- Born: David Frank Sobey 22 March 1931
- Died: 18 September 2023 (aged 92)
- Occupations: Businessman; philanthropist;
- Family: Sobey family

= David Sobey =

Canadian businessman (1931–2023)

David Frank Sobey (22 March 1931 – 18 September 2023) was a Canadian businessman and philanthropist known for his role in the Sobeys grocery store chain, founded by his grandfather in 1907. He was the chairman and CEO of Sobeys from 1986 to 1995, and chairman from 1995 until his retirement in 2001. He remained on the board of Empire Company until 2015. His philanthropic contributions included a CAD9 million donation to Saint Mary's University in Halifax in 2019. Sobey received a variety of honours across his career, including appointment to the Order of Canada in 1995 and induction into the Canadian Business Hall of Fame in 2007.

==Early life and education==
David Sobey was born on 22 March 1931 to parents Frank H. Sobey and Irene Sobey. His grandfather, John William Sobey, was the founder of the Sobeys grocery store chain in 1907, which grew into a national company under the leadership of Frank Sobey. David had two brothers, Donald Sobey and William Sobey. At the age of 12, David kept laying hens and sold eggs, encouraged by his father. David attended Horton Academy in Wolfville with his brother William, and started working in the family business at an early age. He attended Dalhousie University, where he met his wife in 1950.

==Career==
His professional career with Sobeys began in 1951, first working in Pictou County stores before assuming management of a Westville location. He travelled to Boston on the direction of his father in 1953 to work at First National Stores and gain experience in the grocery industry. A year later, Sobey returned to Nova Scotia and assumed management of the Sobeys store on Gottingen Street in Halifax. He continued to advance to higher leadership roles, eventually becoming the director of merchandising and advertising as well as vice-president.

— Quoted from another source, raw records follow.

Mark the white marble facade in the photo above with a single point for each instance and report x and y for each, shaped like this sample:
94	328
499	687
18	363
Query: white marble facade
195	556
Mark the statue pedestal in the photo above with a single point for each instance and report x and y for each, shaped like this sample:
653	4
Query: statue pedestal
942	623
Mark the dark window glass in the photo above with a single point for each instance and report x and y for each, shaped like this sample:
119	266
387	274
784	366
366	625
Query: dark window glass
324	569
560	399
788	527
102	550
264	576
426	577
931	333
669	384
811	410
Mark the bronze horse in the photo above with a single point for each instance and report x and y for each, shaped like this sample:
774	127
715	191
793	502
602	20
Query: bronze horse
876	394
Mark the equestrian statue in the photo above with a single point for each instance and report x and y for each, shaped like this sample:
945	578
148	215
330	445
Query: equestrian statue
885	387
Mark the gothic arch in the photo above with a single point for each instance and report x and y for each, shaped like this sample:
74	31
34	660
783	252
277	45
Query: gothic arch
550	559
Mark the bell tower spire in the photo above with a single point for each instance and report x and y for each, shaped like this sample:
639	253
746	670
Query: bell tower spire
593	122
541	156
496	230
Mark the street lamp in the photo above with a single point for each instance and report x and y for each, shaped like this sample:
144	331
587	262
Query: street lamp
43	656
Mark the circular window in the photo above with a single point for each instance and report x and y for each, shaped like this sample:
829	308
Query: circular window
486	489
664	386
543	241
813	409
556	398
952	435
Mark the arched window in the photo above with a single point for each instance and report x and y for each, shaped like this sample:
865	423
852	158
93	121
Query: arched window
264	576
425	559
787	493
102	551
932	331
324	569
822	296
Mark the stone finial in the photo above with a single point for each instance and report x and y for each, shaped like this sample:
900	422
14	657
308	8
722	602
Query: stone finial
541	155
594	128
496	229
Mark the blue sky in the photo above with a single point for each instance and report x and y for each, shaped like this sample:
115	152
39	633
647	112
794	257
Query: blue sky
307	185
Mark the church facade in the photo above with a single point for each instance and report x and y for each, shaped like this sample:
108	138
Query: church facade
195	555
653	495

Sobey assumed management of the company in 1971 alongside his two brothers. He was chairman and CEO of Sobeys from 1986 to 1995, and chairman from 1995 until he retired from the business in 2001. Following his retirement, he stayed on the board of Empire Company until 2015. His son, Paul Sobey, also joined the family business as a director.

In 2017, David and Faye Sobey donated a 30-acre property located on the St. Mary's River in Guysborough County to the Nova Scotia Nature Trust. In 2019, Sobey made a donation of CAD9 million to Saint Mary's University in Halifax, as part of an $18 million gift from the Sobey family, the largest in the university's history.

Sobey died on 18 September 2023, at the age of 92. He was remembered by Premier Tim Houston as "a very insightful person and a very calming voice".

==Recognition==
Sobey was the recipient of a variety of awards and distinctions. In 1991, he was named a Knight of the Golden Pencil by the Food Industry Association of Canada. The following year, he received the Distinguished Canadian Retailer of the Year Award from the Retail Council of Canada. On 8 May 1995, Sobey was invested as a Member of the Order of Canada.

Sobey and his brothers were appointed to the Nova Scotia Business Hall of Fame in 2002. Him and his brother Donald were also appointed to the Canadian Business Hall of Fame in 2007, and awarded the Lifetime Achievement Award from the Retail Council of Canada in 2019. He received honorary degrees from Saint Mary's University, St. Francis Xavier University, Cape Breton University, Dalhousie University and Mount Allison University.